Il Papa, in contemporanea con la firma dell’accordo, ha infatti cancellato la scomunica ai sette rimanenti vescovi ufficiali ordinati senza mandato pontificio, riammettendoli così nella piena comunione ecclesiale. L’auspicio di Francesco è che in questo modo “si possa avviare un nuovo percorso, che consenta di superare le ferite del passato realizzando la piena comunione di tutti i cattolici cinesi”, considerato che “la Comunità cattolica in Cina è chiamata a vivere in più fraterna collaborazione, per portare con rinnovato impegno l’annuncio del Vangelo”. La seconda ulteriore notizia è poi che il Vaticano ha costituito nella Cina Continentale la diocesi di Chengde, suffraganea di Beijing e che includerà otto distretti rurali e tre divisioni amministrative, prendendone il territorio da altre diocesi precedenti, quelle di Jehol/Jinzhou e di Chifengper, per dare la possibilità a uno dei vescovi rilegittimati di avere una sede propria.
La questione dei vescovi rappresenta infatti il vero nodo tra i due universi, quello cattolico e quello cinese. Pechino ovviamente da sempre considera un pericolo il fatto che uno Stato, come di fatto è quello Vaticano, nomini delle autorità all’interno dei propri confini, considerandola un’interferenza. Questo ha portato alla creazione di una cosiddetta “chiesa patriottica”, con dei capi nominati con il benestare del partito comunista e senza chiedere nulla a Roma. Un protocollo totalmente inviso a Giovanni Paolo II, che scomunicò tutti i vescovi che avevano accettato questo compromesso. Ma durante il pontificato di Ratzinger questo canale di amicizia fu riaperto, dichiarando che i vescovi erano già di fatto “in comunione piena con la Santa Sede”. Solo a questo punto, però, si è arrivati a mettere nero su bianco della questione. Anche se i confini appaiono in un certo senso ancora sfumati, visto che soltanto in mattinata il Global Times, quotidiano legato al Partito comunista cinese, ha raccontato che il ministro degli esteri cinese non disponeva in realtà di “alcuna informazione su alcuna visita da una delegazione vaticana”, dato che la notizia dell’accordo era già nell’aria da alcuni giorni.

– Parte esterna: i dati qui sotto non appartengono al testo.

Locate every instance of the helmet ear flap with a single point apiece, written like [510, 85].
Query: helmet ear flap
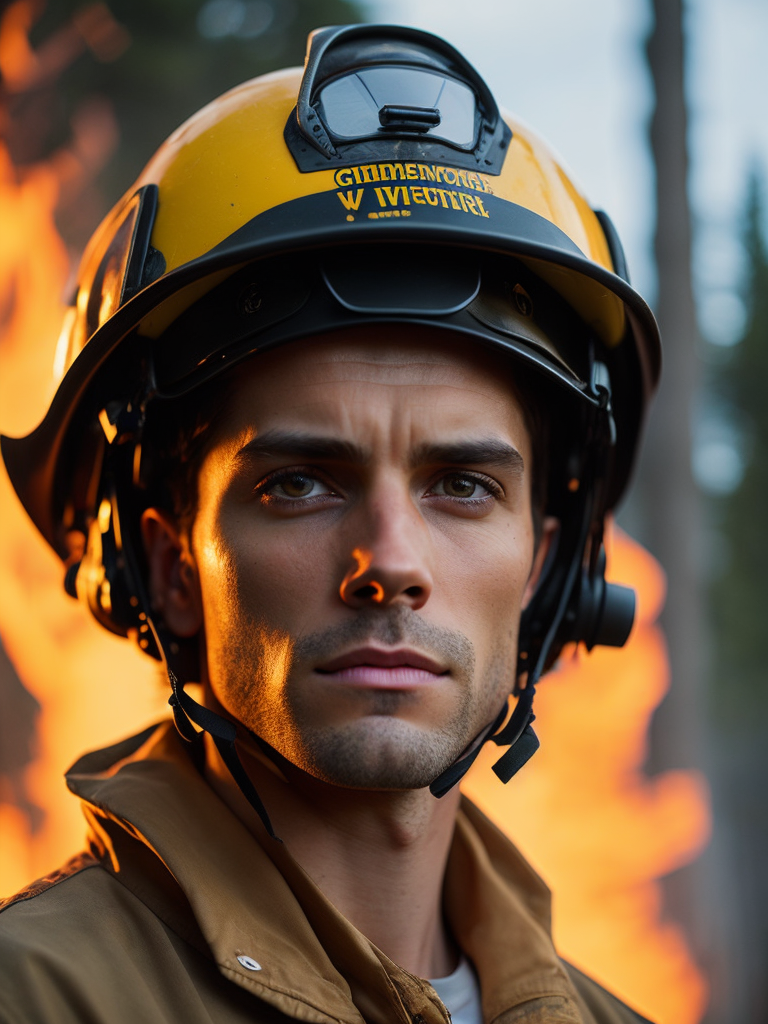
[600, 612]
[101, 580]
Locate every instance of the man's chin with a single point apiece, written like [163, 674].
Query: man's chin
[378, 753]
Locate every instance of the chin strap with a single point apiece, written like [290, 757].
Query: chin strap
[186, 712]
[516, 734]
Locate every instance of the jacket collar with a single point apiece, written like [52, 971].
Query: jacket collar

Di fatto però “il testo dell’accordo non viene reso pubblico perché ha la caratteristica di essere un testo, sì vigente e normativo, ma provvisorio e in un certo senso anche sperimentale”, e “future revisioni e futuri perfezionamenti sono possibili e auspicabili”, spiegano i media vaticani. L’accordo viene cioè “definito provvisorio perché contempla un tempo di verifica – presumibilmente, almeno un paio d’anni – per sperimentarne sul campo il funzionamento e gli effetti”, spiega Gianni Valente sul quotidiano La Stampa. “Il testo non viene pubblicato proprio perché l’accordo rappresenta uno strumento di lavoro flessibile, che con il consenso delle due parti potrà essere modificato e migliorato anche nella sua codificazione testuale durante il periodo di applicazione sperimentale. Per questo non vengono forniti dettagli sul metodo che verrà utilizzato nelle future nomine episcopali in Cina”. Anche se “le procedure non dovrebbero discostarsi molto da quelle prefigurate in un articolo apparso su Global Times già nel 2010, dopo che una fase intensa di consultazioni tra Santa Sede e governo cinesi sembrava aver preparato già allora il terreno per un accordo sulle nomine dei vescovi cattolici cinesi”.
Ovvero che la Santa sede terrebbe per sé “la facoltà di scartare il candidato espresso dalla diocesi che ai suoi occhi risultasse inadatto al ruolo di vescovo”, prendendo così “in considerazione altri nomi, con altri round di elezioni diocesane e consultazioni, fino a identificare un candidato considerato degno dell’ordinazione episcopale anche dalla Santa Sede”. Ma rimane ancora aperta la questione dei vescovi “clandestini”, cioè quelli non riconosciuti da Pechino. Quello che si è instaurato, al momento, è perciò solamente un metodo di lavoro, con il quale presumibilmente risolvere in futuro anche le altre questioni aperte. Anche se però, a questo punto, “potranno finire in archivio anche gli stereotipi fuorvianti sulle due Chiese – quella fedele al Papa e quella legata al governo comunista – che ancora dilagano nella rappresentazione mediatica conformista del cattolicesimo in Cina”, spiega ancora il vaticanista. “Potranno col tempo dissiparsi i fantasmi di pulsioni settarie o scismatiche che hanno per lungo tempo tormentato la comunità cattolica in Cina. La Chiesa è se stessa, e compie la sua missione, quando è una, anche se controllata e perseguitata”.